I’ve seen a few articles recently that show how much charity shop prices have risen during this cost-of-living crisis, particularly where designer or sought after items have been donated.

If we look at this issue, there are a few things to consider…

Firstly, the price of everything has gone up. That charity shop will still have to heat and light its retail space, and though volunteers help to run charity shops, the day-to-day, consistent back office/management tasks usually fall to a paid staff member, whose wages will also rise with inflation, just like every other employee’s. So, if running costs have escalated, prices of the items sold in that shop must rise too, to ensure the charity can still afford to deliver its normal services and meet its bills.

The flipside of this, of course, is that the less well-off in our society, who traditionally have been the people charity shops have supported, through the provision of cheaper clothing and household items, for example, risk being priced out of the charity shop’s consumer base. That doesn’t look too good for the third sector, does it, if a shop aiming to help those in need in its local community no longer supports them?

Another reason charity shops have raised their prices is because they’re becoming much more savvy as to how much things are worth. These items aren’t likely to be the ones those in dire financial need would buy; however, it used to be a way that people on a budget could afford to purchase nice things, such as designer clothes, that would have otherwise been completely beyond their reach.
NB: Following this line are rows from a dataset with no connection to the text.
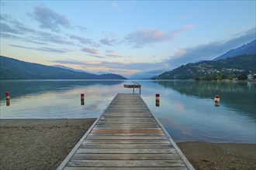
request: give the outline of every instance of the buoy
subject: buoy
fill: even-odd
[[[214,101],[215,102],[220,102],[220,96],[215,96],[214,97]]]
[[[156,107],[160,106],[160,94],[156,94]]]
[[[10,100],[9,99],[6,99],[6,106],[7,107],[10,106]]]
[[[81,105],[85,105],[85,94],[81,94]]]
[[[9,91],[7,91],[5,93],[5,97],[6,97],[6,100],[9,100],[10,99],[10,93],[9,93]]]

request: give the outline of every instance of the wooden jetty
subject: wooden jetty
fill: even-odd
[[[57,169],[194,168],[139,94],[119,94]]]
In recent years, people who perhaps aren’t completely broke, have been scouring charity shops for unrecognised treasures to resell. Designer clothes and accessories, precious jewellery innocently passed on in a house clearance, antiques shipped off to a good cause because the owners have no idea of their value…all the these things have been making entrepreneurs a mint in recent years. Some people have even packed in their jobs to go charity shop trawling full-time.

Of course, there’s nothing to say they can’t do this—they’re not breaking the law if they spot a bargain in a charity shop and sell it for a profit on such as eBay or Vinted. Morally, however, it may sit with other people easier than others. This seems to be what charity shops have cottoned on to—if someone is going to profit from a charity shop treasure, why shouldn’t it be them, which, in turn, benefits people who genuinely need help?

There isn’t a straightforward answer to this, as you could argue that people on a very low income could be just as entrepreneurial as the side hustlers and reap the profit of a bargain themselves. However, most of these people suffer from debilitating illnesses and they don’t have the physical capability or perhaps the understanding to create a sales listing online, nor the funds to sink into an item in readiness of its sale—because, what if it doesn’t sell? They’ve tied their money up in that item, which might represent their food budget for the day/week. It’s too much of a risk.

It's a worrying thought, that charity shops may no longer be able to price their products low enough for those at the poorer end of the fiscal chart to afford. They’re not looking for designer clothes…they may just need school uniform for their child or an outdoor coat for the winter. If prices have risen across the shop, though, even these things may be out of their reach. The increase may only be a pound here or there, but if you’ve never lived on a strict budget, you’ll have no idea how this can still be out of reach for some people. So, what do they do then? Charity shops have been the last bastion of support for years now.

I spoke recently about how a charity shop in Melton had cranked things up a gear and created a space you’d expect to see from a well-known brand on the high street.

Aesthetically-pleasing, with the appearance of a TK Maxx, this shop is clearly aiming for a different class of shopper—those who can afford to spend more. This is great in one way, as more and more households, who perhaps wouldn’t have shopped in a charity shop before, are turning away from fast fashion and overspending in the current cost-of-living crisis in favour of charity shops as they also feel the pinch. However, as I’ve already mentioned, if every charity shop did this, where would that leave the vulnerable in our society who absolutely rely on them?